Cricket NSW CEO Andrew Jones (Photo: Cricket NSW)
Expert
8th April, 2014
25
1084 Reads

One of the oldest adages in Australian cricket is that when NSW is strong, Australian cricket is strong. How is this working out right now?

We know Australian cricket is strong. The doldrums of past defeats have given way to a series of vibrant Test wins for the baggy greens.
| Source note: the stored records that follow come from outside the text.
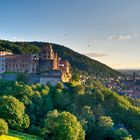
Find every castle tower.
[40,44,54,60]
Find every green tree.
[72,73,80,81]
[56,82,64,90]
[115,128,132,140]
[45,110,85,140]
[0,96,30,130]
[0,119,8,135]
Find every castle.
[0,44,71,85]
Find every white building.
[0,51,12,73]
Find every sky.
[0,0,140,69]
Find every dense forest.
[0,76,140,140]
[0,40,120,78]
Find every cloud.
[108,34,137,40]
[9,36,26,41]
[85,52,108,58]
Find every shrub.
[0,119,8,135]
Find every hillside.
[0,40,119,77]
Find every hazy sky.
[0,0,140,68]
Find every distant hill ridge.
[0,40,120,77]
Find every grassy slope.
[0,131,43,140]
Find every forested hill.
[0,40,119,77]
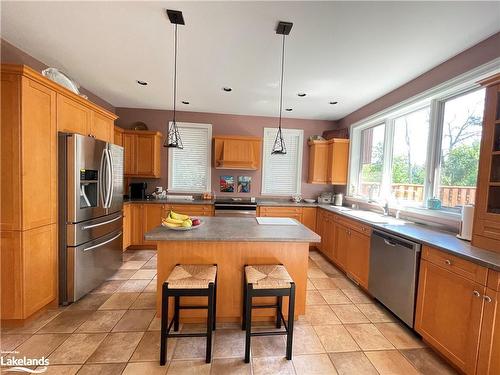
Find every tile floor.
[1,250,455,375]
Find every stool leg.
[276,296,283,328]
[160,283,168,366]
[245,284,252,363]
[205,283,214,363]
[286,283,295,360]
[174,296,181,332]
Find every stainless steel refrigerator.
[58,133,123,305]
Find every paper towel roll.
[457,204,474,241]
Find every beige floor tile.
[401,348,458,375]
[344,289,374,303]
[120,260,146,270]
[11,333,69,358]
[252,356,295,375]
[35,365,82,375]
[292,325,325,355]
[306,290,327,305]
[87,332,144,363]
[113,310,156,332]
[365,350,418,375]
[319,289,351,305]
[375,323,426,349]
[330,352,378,375]
[305,305,340,325]
[213,329,245,358]
[212,358,252,375]
[108,270,137,280]
[167,360,212,375]
[49,333,106,365]
[76,310,127,333]
[313,325,361,353]
[292,354,337,375]
[356,303,396,323]
[330,304,370,324]
[78,363,127,375]
[38,310,92,333]
[122,362,168,375]
[130,269,156,280]
[91,280,127,294]
[130,293,156,310]
[117,279,150,293]
[99,293,140,310]
[66,294,111,311]
[310,277,339,290]
[251,334,286,357]
[345,324,394,350]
The Ashes have been regained in splendid style and the number 1 Test side in world cricket, South Africa, was defeated in a thrilling series, in South Africa.

We won’t talk about the failure at the World T20 tournament. There are justifiable hopes, though, for a strong Australian showing at next year’s World One Day Tournament.

The Australian women national XI has just won the World T20 Women’s Championship in a typically aggressive batting and bowling performance.

To find out whether this formidable record of achievement, by the men and women’s national cricket teams, is matched and, in fact, ballasted by cricketers from NSW, I went down to the SCG precinct recently to chat to the relatively-new CEO of Cricket New South Wales, Andrew Jones.

Any time I go into the SCG precinct I get the same sort of feeling that overcomes other, more pious people when they are at, say, Chartres Cathedral. For me, the SCG is one of Australia’s sacred sites.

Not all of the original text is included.